Beşiktaş 55’de golü bulana kadar, Antalya rakip kaleye ulaşabilen bir organizasyon yapamamıştı. Bunun Antalya açısından sebepleri var. Tita’dan orta sahada yararlanmaya çalışmak, fizik olarak Beşiktaş savunmasını çok zorlayacak Veysel’in yerine tanınmaz haldeki Necati’yi sahaya sürmek gibi. Ertuğrul, Jedinak, Tita, Korhan orta sahasının uyumsuz hali gibi.
Ama asıl sebep Mustafa Denizli’nin geçen sene şampiyonluğu getiren, bu yıl 8 haftalık seriyi sağlayan 6’lı savunma hattı. Katı, birbirine yakın ve Türkiye’deki genel futbol temposuyla geçmenin kolay olmadığı bir yapı bu. Ernst ve Fink savunma göbeğine yakın kalınca ligin vasat takımları için bir çaresizlik durumu söz konusu oluyor. Bu oyun sisteminin, 4’lü değişken oynayan üst düzey Avrupa takımları kadar bir hücum etkinliği olmasa da savunmada hiç açık vermiyorsunuz ve hayat sıkıcı da olsa kolaylaşıyor.

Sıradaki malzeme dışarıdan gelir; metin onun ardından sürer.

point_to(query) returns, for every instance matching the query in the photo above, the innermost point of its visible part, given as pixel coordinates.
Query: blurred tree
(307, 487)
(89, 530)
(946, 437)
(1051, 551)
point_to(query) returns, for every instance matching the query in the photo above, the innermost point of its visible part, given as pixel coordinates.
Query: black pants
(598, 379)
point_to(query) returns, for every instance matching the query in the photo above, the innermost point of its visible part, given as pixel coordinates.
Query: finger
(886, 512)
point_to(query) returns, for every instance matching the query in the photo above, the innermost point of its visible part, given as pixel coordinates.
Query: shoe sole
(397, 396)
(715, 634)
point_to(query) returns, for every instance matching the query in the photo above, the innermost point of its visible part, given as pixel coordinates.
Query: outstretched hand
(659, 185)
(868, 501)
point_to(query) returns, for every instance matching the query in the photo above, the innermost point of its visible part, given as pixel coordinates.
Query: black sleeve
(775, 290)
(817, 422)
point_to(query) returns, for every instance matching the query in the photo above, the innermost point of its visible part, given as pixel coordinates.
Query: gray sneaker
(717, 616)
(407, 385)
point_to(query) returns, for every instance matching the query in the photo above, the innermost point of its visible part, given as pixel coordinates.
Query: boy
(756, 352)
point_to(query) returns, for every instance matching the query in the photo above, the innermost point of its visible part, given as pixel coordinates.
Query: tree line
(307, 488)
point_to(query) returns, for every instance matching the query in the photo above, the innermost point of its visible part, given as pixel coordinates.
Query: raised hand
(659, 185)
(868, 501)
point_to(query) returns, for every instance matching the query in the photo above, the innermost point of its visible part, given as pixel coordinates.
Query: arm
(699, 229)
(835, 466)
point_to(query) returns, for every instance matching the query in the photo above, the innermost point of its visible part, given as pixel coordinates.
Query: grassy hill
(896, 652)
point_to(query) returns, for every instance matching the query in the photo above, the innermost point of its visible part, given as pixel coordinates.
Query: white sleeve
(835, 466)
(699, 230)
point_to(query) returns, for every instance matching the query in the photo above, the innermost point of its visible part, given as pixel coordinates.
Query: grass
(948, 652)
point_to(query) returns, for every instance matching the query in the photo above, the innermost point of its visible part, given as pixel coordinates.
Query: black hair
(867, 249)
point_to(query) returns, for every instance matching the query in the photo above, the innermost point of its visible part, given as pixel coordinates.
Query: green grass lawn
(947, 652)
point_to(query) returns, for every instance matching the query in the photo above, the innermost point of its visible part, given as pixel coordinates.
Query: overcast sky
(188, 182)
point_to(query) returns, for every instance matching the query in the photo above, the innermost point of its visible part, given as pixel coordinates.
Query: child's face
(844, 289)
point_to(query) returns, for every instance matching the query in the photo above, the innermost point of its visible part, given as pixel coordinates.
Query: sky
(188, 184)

Dün fazlasıyla eksik olansa geri kalan ve değişken 4’lü bir hücum gibi oynaması gereken Tello, Tabata, Bobo ve Nihat’ın topa sahip olduklarında bir plana göre dikine hareket etmeyi hiç becerememeleriydi. Bu dörtlü içinde Tabata’nın durumu zor. Kafasında bir şablon olan tek oyuncu oymuş gibi duruyor, ama kafasını kaldırdığında kimseyi göremiyor gibi. Tello, Beckhamvari bir halde. Hemen çizgiye yanaşıp orta pozisyonu alıyor. Ama çoğunlukla bu 4’lünün bir parçası gibi olamıyor. Onu bu konuda suçlayamayız. Çünkü bu oyuna çok yatkın değil. Aslında aynı durum Nihat için de geçerli. Tabata ise genel durumu itibarıyla hepsinden daha fazlasını yapmak istiyor, ama söylediğim gibi bir telepati kuramıyorlar.
Aslında sorun bu 3 oyuncunun ne orta saha ne hücuma tam oturmaması. Bu oyuncular bu ikisinin tam arası. Sadece birini santrfor özellikle bir oyuncuyla kullanmak daha akla yatkın, ama bunu yapmaya kalkınca da Ernst ve Fink’i öne çekmek ve arkadaki 6’lıyı bozmak gerekiyor. Bu da defansif olarak takımı bozuyor. Zaten golden sonra yapılan değişikliklerin de sonucu bu oldu. Hiç hali olmayan Antalya pozisyonlar bulmaya başladı.
Denizli’nin bu karmaşık durumdan hücum organizasyonlarını sınırlama pahasına 6-4 dizilişiyle çıkmaya çalışması pragmatik olarak doğru. Yani oyun merkezini oldukça geriye çekip 6’lı sağlam savunma hattını kurmak ve golü dün olduğu gibi, ‘bir şekilde buluruz’ diye düşünmek.
Keyifli mi? Hayır. Puan alıyor mu? Evet. O zaman sorun yok.